Ok guys well ive been trying to get my air fuel mixture screw out of my carb for the last two days. so i can tune my bike when she cranks up hopefully soon . and its stuck in there . does anyone know how to get it out . even if i have to buy a new a/f screw


----------



## phreebsd

if you have the screw stripped, a small easy out will make quick work of that job.


----------



## PolarisEmtFirefighter

Will it mess it up phree? i just want it out so i can place a new one in there.


----------



## NMKawierider

Stuck??? How?? won't turn? Will turn counterclockwise but won't fall out?..what?


----------



## PolarisEmtFirefighter

wont move at all


----------



## NMKawierider

Turn the carbs up, fill the wells with PB spray, WD 40 or liquid wrench.

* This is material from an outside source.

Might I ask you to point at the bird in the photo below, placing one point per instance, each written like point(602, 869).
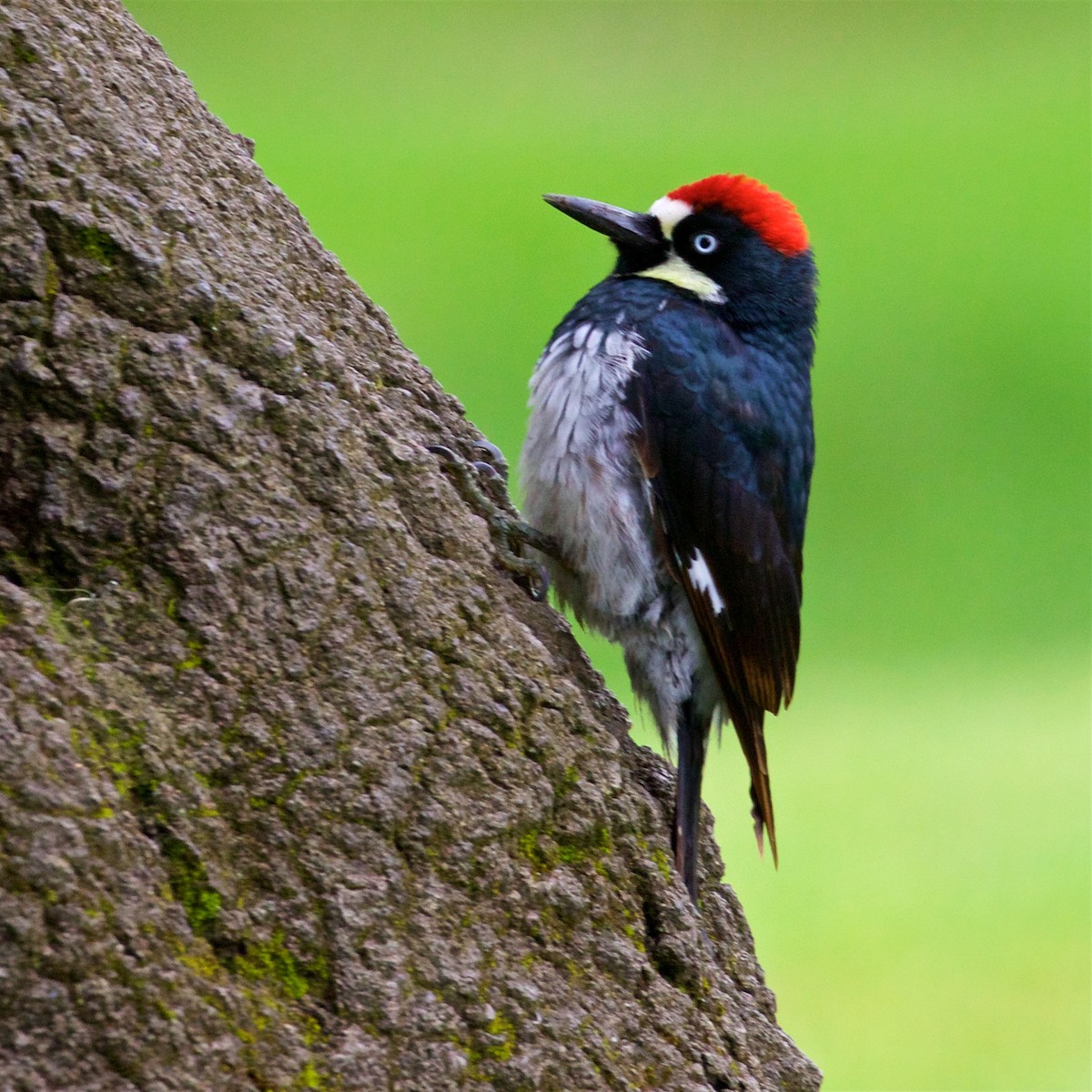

Let sit over night. Then in morning, use a heat gun and warm-up the case close to and on the pier. Start working them back and forth just a bit at a time until you get one full revolution out of it. Take your time and let the PB work in.


----------



## TX4PLAY

^^^PB Blaster is worth it's weight in gold....


----------



## PolarisEmtFirefighter

yeah ive let it soak in PB 2 nights now . and noting is budging . i bought a better screw driver today so maybe it will help a little bit .


----------



## PolarisEmtFirefighter

Ok so after sitting in PB Blaster it didnt budge at all . How does an easy out work .. i dont know how it works .


----------



## NOLABear

Don't know if this will help, but if you get a gun smithing screwdriver, it doesn't have the taper like a regular screw driver. You should get a better fit in the slot. If you have an impact driver (used to drive screws, not an impact wrench) you could try that. Just be REAL carefull, those brass screws are very soft. If you break the head off, you are going to be in big trouble.


----------



## NMKawierider

Try heating the cast where the screw is with a heat gun or .....a torch..being VERY VERY careful not to overheat the cast. One split second too long with a torch will melt the cast and/or catch the fuel fumes inside on fire. Heat gun is best. 9 bucks at Harbor Freight. This expands the cast threads away from the screw's threads releasing it.

If the threads are seized, no ease-outs will ever work anyway


----------



## PolarisEmtFirefighter

Ok ill use my torch and see what can happen . hope it works good and dont Potentially Fuc anything up


----------



## NMKawierider

Ormudboy09 said:


> Ok ill use my torch and see what can happen . hope it works good and dont Potentially Fuc anything up


Be...SUPER carefull man. No big flame!! Wish you would consider a heat gun.


----------



## Bootlegger

nmkawierider said:


> Turn the carbs up, fill the wells with PB spray, WD 40 or liquid wrench. Let sit over night. Then in morning, use a heat gun and warm-up the case close to and on the pier. Start working them back and forth just a bit at a time until you get one full revolution out of it. Take your time and let the PB work in.


Yep....that works good.


----------



## Bootlegger

You don't have to get it very hot...just a sec or two.


----------



## PolarisEmtFirefighter

Tried to heat gun . No luck at all . sucks balls . i gotta feeling ill be buying a new carb . i just want a fully functional carb . this one is not messed up just got somehting froze in it . :aargh4:


----------



## Bootlegger

what kinda bike is this....the Polaris 500?


----------



## PolarisEmtFirefighter

yeah the non H.O Model. It is a 1997 Sportsman 500 it has the 34MM carb. the HO carb is the 40 MM


----------



## Butch

Man Good luck! Those little problems will make a preacher cuss.


----------



## PolarisEmtFirefighter

Tell me bout it man


----------



## Bootlegger

I have never jetted a Polaris...so I would help but I don't much about them....only Yamaha,Kawasaki, Suzuki, & Honda's is all I have ever done. All the Suzuki's are EFI but the 400 now.


----------



## Dukhunter322

I had the same problem on my wife's Yamaha 650 v-star. BOTH screws came 1/2 way out and BAM STUCK. I ended getting a small drill bit and drilling through the A/F screws. Had a cheap set of square bits out a kit and gently drove them in. Took a 1/4" socket and backed them out. Took the carbs down and cleaned them. Bought two new screws $24 for both. Rip off. 

Maybe this will help.


----------



## PolarisEmtFirefighter

Hey Dukk .. you got a picture of this .. if not im sending mine to minnisota to get taken out by a friend


----------